Film Women from Rote Island hadir dengan mengangkat suara yang selama ini tersenyum dan membisu di wilayah tersebut, membuka mata publik akan realitas pahit dan menuntut kepedulian serta tindakan nyata demi perlindungan dan keadilan perempuan korban kekerasan seksual di NTT.
Meski sarat dengan pesan berat, film juga memperlihatkan keindahan budaya Rote dan lanskap alamnya yang memukau, menegaskan bahwa perempuan dan budaya lokal adalah bagian tak terpisahkan dari kekayaan Indonesia.
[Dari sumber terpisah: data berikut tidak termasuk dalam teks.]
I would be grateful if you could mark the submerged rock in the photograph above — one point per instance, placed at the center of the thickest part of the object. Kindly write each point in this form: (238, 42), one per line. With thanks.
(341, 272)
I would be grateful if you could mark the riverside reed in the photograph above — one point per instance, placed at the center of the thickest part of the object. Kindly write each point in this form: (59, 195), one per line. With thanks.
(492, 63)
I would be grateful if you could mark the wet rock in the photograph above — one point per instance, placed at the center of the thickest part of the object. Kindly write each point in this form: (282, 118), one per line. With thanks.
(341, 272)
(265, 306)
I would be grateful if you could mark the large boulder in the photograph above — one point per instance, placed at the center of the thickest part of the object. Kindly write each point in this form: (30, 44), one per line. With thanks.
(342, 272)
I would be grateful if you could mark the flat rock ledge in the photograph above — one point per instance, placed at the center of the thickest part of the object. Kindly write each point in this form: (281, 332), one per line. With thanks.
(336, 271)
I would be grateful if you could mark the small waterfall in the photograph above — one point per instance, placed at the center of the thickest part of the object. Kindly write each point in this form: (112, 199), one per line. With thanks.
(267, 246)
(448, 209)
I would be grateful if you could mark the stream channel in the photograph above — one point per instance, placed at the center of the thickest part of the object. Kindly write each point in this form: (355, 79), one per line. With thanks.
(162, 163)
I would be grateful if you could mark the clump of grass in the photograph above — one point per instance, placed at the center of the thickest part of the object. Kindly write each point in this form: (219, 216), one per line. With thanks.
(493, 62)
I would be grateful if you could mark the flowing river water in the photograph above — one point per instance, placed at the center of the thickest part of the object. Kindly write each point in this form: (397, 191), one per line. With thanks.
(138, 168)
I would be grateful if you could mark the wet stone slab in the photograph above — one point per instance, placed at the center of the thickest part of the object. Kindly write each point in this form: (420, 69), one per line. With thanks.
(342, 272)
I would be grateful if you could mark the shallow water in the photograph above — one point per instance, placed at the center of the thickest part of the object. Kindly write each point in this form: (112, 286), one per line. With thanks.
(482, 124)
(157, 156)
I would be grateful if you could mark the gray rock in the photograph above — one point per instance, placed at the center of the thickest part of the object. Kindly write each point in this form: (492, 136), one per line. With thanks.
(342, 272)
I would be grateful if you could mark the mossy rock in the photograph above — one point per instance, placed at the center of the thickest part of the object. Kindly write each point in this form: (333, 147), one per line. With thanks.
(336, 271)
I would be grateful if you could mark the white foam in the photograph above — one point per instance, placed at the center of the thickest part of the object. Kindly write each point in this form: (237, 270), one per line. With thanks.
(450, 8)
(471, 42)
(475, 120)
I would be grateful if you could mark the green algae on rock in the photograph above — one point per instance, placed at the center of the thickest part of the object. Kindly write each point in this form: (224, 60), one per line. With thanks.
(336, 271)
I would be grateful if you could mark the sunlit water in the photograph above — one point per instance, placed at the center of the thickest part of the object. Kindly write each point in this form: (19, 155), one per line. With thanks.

Keindahan ini kontras dengan kekerasan yang terjadi, menambah dimensi emosional yang membuat penonton merenungi kondisi nyata di NTT.
Berikut adalah informasi pemeran utama film Women from Rote Island beserta perannya sebagaimana dikutip dari laman IMDb:
Merlinda Dessy Adoe sebagai Orpa, Irma Novita Rihi sebagai Martha, dan Bani Sallum Ratu Ke sebagai Bertha, juga Van Jhoov sebagai Damar, serat ada Maria DonaInes, Leonard Leo Leba, Putri DianaSoarezMoruk, YuliusOktavianus, dan Chelsi Tasi.
Film ini bergenre drama dan thriller tahun 2023, tetapi tayang di bioskop tahun 2024. Disutradarai oleh Jeremias Nyangoen dan menerima pengakuan tinggi dalam berbagai ajang penghargaan di Indonesia.